Question: Is a lower bound of $\Omega(kn)$ known?

A $(+,\times)$ circuit is skew if at least one of the two inputs of each product gate is a variable. Such a circuit is actually the same as switching-and-rectifying network (a directed acyclic graph with some edges labeled by variables; each s-t path gives the product of its labels, and the output is the sum of over all s-t paths). Already 40 years ago, Markov proved a surprisingly tight result: a minimal monotone arithmetic skew circuit for $S_k^n$ has exactly $k(n-k+1)$ product gates. The upper bound follows from Fig. 1: enter image description here

But I haven't seen any attempt to prove such a lower bound for non-skew circuits. Is this just our "arrogance", or are there some inherent difficulties observed along the way?

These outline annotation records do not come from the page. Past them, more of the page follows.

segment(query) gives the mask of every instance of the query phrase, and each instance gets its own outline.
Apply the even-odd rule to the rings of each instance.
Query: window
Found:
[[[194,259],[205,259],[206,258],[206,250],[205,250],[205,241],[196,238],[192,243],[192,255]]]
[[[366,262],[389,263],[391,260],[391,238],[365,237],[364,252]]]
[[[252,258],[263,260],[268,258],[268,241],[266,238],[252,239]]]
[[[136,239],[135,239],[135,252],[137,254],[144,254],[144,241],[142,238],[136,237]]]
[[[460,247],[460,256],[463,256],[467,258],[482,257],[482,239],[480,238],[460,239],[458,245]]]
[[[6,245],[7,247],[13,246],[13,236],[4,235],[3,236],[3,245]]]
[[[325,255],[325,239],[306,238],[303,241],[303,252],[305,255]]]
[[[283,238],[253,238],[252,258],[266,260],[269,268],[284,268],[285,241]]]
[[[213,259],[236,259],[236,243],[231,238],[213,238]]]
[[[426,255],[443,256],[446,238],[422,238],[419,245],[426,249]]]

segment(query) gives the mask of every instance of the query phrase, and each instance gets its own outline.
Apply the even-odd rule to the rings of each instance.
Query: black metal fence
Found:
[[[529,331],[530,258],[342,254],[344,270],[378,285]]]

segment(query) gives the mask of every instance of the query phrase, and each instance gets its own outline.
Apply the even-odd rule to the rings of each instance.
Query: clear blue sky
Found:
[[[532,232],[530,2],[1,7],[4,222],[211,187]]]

P.S. I know that $\Omega(n\log n)$ gates are necessary to simultaneously compute all $S_1^n,\ldots,S_n^n$. This follows from the lower bound on the size of monotone boolean circuits sorting the 0-1 input; see page 158 of Ingo Wegener's book. The AKS sorting network also implies that $O(n\log n)$ gates are sufficient in this (boolean) case. Actually, Baur and Strassen have proved a tight bound $\Theta(n\log n)$ on the size of non-monotone arithmetic circuit for $S_{n/2}^n$. But what about monotone arithmetic circuits?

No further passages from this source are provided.